Don’t copy Michael Jackson’s dance moves. Experts warn of spinal injuries
Michael Jackson was known just as much for his dancing abilities as his music. But trying to copy Jackson’s difficult moves is giving rise to new forms of spinal injuries among dancers, warn scientists who decoded how the ‘King of Pop’ pulled of his iconic gravity-defying tilt. In a 1987 music video, Smooth Criminal, Jackson pitches forward 45 degrees, with his body straight as a rod and his shoes resting on the ground, and holds the position.
Three neurosurgeons from the Postgraduate Institute of Medical Education and Research in Chandigarh - Nishant S Yagnick, Manjul Tripathi, and Sandeep Mohindra - set out to examine the antigravity tilt introduced in Smooth Criminal from a neurosurgeon’s point of view. In a study published in the Journal of Neurosurgery, the researchers described the basics of spinal biomechanics to show just how impressive the Jackson’s feat was. However, they warn that as dancers attempt to follow Jackson’s example and try “to jump higher, stretch further, and turn faster than ever before”, neurosurgeons are witnessing new forms of spinal injuries.
“In my clinical practice, I have seen dancers presenting with various spine injuries ranging from tear in the tendon, muscle rupture, prolapsed intervertebral discs and fracture of the cervical vertebra,” Tripathi told PTI. “Some of these patients need just physiotherapy and rest but the more serious ones need surgical intervention in the form of removal of the disc and fixation of the bony architecture with artificial implants,” he said.
The neurosurgeons documented how the antigravity tilt was accomplished, taking into account the talent and core strength of the artist, as well as his inventiveness and use of a patented aid, that together seem to move his body past human limits. Even the strongest of dancers can only maintain a 25- to 30-degree forward tilt from the ankle, they said.
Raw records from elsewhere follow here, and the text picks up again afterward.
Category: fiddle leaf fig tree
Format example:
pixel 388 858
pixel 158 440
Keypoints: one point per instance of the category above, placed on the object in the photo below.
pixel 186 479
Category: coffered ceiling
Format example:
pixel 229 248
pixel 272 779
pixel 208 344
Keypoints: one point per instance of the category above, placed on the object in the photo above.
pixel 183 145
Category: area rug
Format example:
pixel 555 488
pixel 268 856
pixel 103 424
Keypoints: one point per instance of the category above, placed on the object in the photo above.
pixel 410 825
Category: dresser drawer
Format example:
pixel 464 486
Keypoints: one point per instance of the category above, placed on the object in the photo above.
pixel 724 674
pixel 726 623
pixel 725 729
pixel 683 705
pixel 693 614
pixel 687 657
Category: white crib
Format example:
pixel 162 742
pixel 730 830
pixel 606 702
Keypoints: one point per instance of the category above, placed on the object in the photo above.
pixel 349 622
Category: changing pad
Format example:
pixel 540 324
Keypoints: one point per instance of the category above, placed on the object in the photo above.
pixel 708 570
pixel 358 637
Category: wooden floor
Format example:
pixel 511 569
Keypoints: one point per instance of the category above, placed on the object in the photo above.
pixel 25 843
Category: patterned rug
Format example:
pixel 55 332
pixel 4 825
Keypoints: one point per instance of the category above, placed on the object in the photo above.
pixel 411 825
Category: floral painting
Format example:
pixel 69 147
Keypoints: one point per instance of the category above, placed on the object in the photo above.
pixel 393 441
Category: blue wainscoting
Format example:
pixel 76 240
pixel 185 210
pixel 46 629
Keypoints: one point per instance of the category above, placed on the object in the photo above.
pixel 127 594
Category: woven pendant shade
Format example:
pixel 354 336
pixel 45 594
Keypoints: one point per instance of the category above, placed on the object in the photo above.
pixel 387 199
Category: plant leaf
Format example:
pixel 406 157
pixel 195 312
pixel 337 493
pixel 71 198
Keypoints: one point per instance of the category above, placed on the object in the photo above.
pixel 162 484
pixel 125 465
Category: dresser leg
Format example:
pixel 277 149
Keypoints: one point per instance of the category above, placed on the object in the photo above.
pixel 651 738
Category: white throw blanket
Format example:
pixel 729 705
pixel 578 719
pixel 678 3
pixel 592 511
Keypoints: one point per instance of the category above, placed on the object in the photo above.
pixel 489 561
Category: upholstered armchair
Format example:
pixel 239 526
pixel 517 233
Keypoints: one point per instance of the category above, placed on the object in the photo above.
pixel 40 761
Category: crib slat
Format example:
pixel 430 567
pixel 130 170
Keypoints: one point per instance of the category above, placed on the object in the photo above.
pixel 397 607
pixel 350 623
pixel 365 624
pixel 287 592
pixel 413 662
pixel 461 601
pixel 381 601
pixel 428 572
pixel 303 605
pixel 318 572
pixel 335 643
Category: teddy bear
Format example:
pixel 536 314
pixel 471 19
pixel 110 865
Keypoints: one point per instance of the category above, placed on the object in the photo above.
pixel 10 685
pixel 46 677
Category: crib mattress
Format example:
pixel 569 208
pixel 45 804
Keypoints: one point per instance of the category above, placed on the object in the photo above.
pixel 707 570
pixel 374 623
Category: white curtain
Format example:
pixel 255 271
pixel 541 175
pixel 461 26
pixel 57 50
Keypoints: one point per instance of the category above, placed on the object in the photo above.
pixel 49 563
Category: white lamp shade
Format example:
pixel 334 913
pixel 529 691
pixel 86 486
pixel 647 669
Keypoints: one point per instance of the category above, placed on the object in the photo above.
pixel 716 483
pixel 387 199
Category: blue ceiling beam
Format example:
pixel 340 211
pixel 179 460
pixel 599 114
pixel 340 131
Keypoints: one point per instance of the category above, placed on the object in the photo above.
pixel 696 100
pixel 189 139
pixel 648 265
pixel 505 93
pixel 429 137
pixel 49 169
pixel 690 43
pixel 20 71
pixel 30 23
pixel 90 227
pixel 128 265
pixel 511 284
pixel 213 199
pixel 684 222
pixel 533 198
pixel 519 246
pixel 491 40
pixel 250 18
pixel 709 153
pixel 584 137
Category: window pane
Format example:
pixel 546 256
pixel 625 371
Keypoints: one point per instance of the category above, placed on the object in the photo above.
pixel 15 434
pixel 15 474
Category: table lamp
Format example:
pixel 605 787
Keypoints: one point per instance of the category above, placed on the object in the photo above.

“The seemingly impossible dance movements of Michael Jackson have actually inspired the next generation of dancers to practice more difficult movements which are putting lots of physical strain and stress on the musculoligamentous structure of the body,” Tripathi said. “As an example, the B-boying and the head stand with continuous movements puts the weight of the body on the vertebrae of the neck which are not actually supposed to bear the weight of the body. Dancing movements in these awkward positions puts force vector away from the centre of gravity and the whole body mass is supported by different, not so strong body parts,” he said.